I read that tests have found that the natural sweetener stevia kills Lyme bacteria better than antibiotics. I’ve had chronic Lyme for years, and antibiotics haven’t helped. Should I try stevia?


Recent headlines announcing that stevia was more effective than antibiotics at killing Lyme bacteria raised hopes among sufferers. Chronic Lyme is hard to treat, so the idea that something many people already use to sweeten coffee and tea could cure it is understandably appealing. In fact, the research is promising—but it’s important to understand just what stevia can and can’t do. Lyme disease is caused by a bacterium transmitted by the bite of an infected tick. Caught early, treating Lyme with antibiotics usually can clear the disease completely. But an unlucky 10% to 20% of infected people who have been treated with antibiotics develop a persistent form of Lyme called post-treatment Lyme disease syndrome (PTLDS), with debilitating symptoms that can include fatigue, joint and muscle aches, brain fog and psychological problems. A prime reason that PTLDS is hard to treat is that the bacteria are so good at eluding attack by antibiotics. Two ways they do this are by the bacterial spirochetes (the corkscrew form of Lyme bacteria) changing into “persisters” (dormant cells that can reactivate at any time)…and by covering themselves with a protective biofilm (tightly-connected cells that form a physical armor over the bacteria). Certain drugs and supplements can be effective at combatting the various forms of Lyme bacteria, but unless they can penetrate the biofilm they can’t do their work. With these challenges in mind, scientists at the University of New Haven in Connecticut wanted to see what effect stevia would have against Lyme bacteria. They compared the effects of four kinds of commercially available stevia to the effects of the antibiotics doxycycline, cefoperazone and daptomycin on Lyme bacteria in three forms—spirochetes, persisters and biofilm. Results: Whole-leaf liquid stevia extract killed all forms of the bacteria, including those in the biofilm, better than the antibiotics. The whole-leaf extract was more effective than the other kinds of stevia. These results were promising, yes—but as the researchers point out, these are test-tube results. There is no evidence that stevia would work as well, or work at all, when consumed by people.
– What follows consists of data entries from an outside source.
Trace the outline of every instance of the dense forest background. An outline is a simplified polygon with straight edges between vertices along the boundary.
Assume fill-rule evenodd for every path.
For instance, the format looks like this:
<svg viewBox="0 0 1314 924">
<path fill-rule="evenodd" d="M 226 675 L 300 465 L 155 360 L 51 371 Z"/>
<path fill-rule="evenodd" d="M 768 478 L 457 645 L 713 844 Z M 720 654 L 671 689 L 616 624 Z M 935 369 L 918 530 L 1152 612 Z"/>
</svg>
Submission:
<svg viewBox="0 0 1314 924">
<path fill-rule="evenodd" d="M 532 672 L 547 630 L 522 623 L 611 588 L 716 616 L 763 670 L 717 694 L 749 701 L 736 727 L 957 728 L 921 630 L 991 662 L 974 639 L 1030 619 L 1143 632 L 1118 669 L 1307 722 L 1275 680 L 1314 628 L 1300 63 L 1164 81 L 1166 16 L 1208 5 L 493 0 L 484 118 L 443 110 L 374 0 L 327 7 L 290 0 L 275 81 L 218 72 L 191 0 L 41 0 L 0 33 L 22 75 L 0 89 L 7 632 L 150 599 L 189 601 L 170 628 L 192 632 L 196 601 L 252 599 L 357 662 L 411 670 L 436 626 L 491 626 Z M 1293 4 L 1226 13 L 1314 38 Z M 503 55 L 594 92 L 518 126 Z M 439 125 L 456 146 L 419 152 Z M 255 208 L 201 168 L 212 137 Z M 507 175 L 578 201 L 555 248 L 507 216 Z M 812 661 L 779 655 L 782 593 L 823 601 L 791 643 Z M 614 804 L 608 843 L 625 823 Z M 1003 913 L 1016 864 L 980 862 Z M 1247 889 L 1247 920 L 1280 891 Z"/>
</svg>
While stevia on its own as a Lyme disease treatment is not ready for prime time, it is not a harmful substance taken in reasonable amounts and seems worth considering for many people trying to beat this disease. I have had success treating my patients who have chronic Lyme with a brand of stevia made by NutraMedix—the same whole-leaf extract used in the study—together with antibiotic combinations effective against persisters (doxycycline, rifampin and dapsone) along with supplements that are known to disrupt biofilms. Examples of these supplements: The enzyme serrapeptasemonolaurin, a coconut oil derivative…and/or Biocidin, a commercially available product that contains oregano oil. A typical dose I use for my patients is 15 drops of stevia extract twice a day, which I advise my patients to work up to. As bacteria are killed off, it’s not uncommon to have an inflammatory reaction (called a Herxheimer reaction)—an indication that the treatment is working but which can make patients feel worse in the short term. Note: People with Lyme disease also can be coinfected with other tick-borne infections, such as babesiosis, without knowing it. Before trying stevia or any new treatment, it’s important to have a doctor test your blood to determine exactly what’s causing your symptoms.


It’s best to work with your doctor if you want to try stevia to treat your chronic Lyme. Stevia is considered safe even at higher doses than what you’d normally use for sweetening food or drink. However, while no side effects have been reported for the doses that I have used to treat Lyme bacteria, one study did find that stevia might reduce a beneficial gut bacteria, Lactobacillus reuteri, which could lead to nausea and diarrhea. You can protect the healthy balance of bacteria in your gut by taking a probiotic supplement—an especially good idea if you’re taking antibiotics. Also check with your doctor if you take any other medications.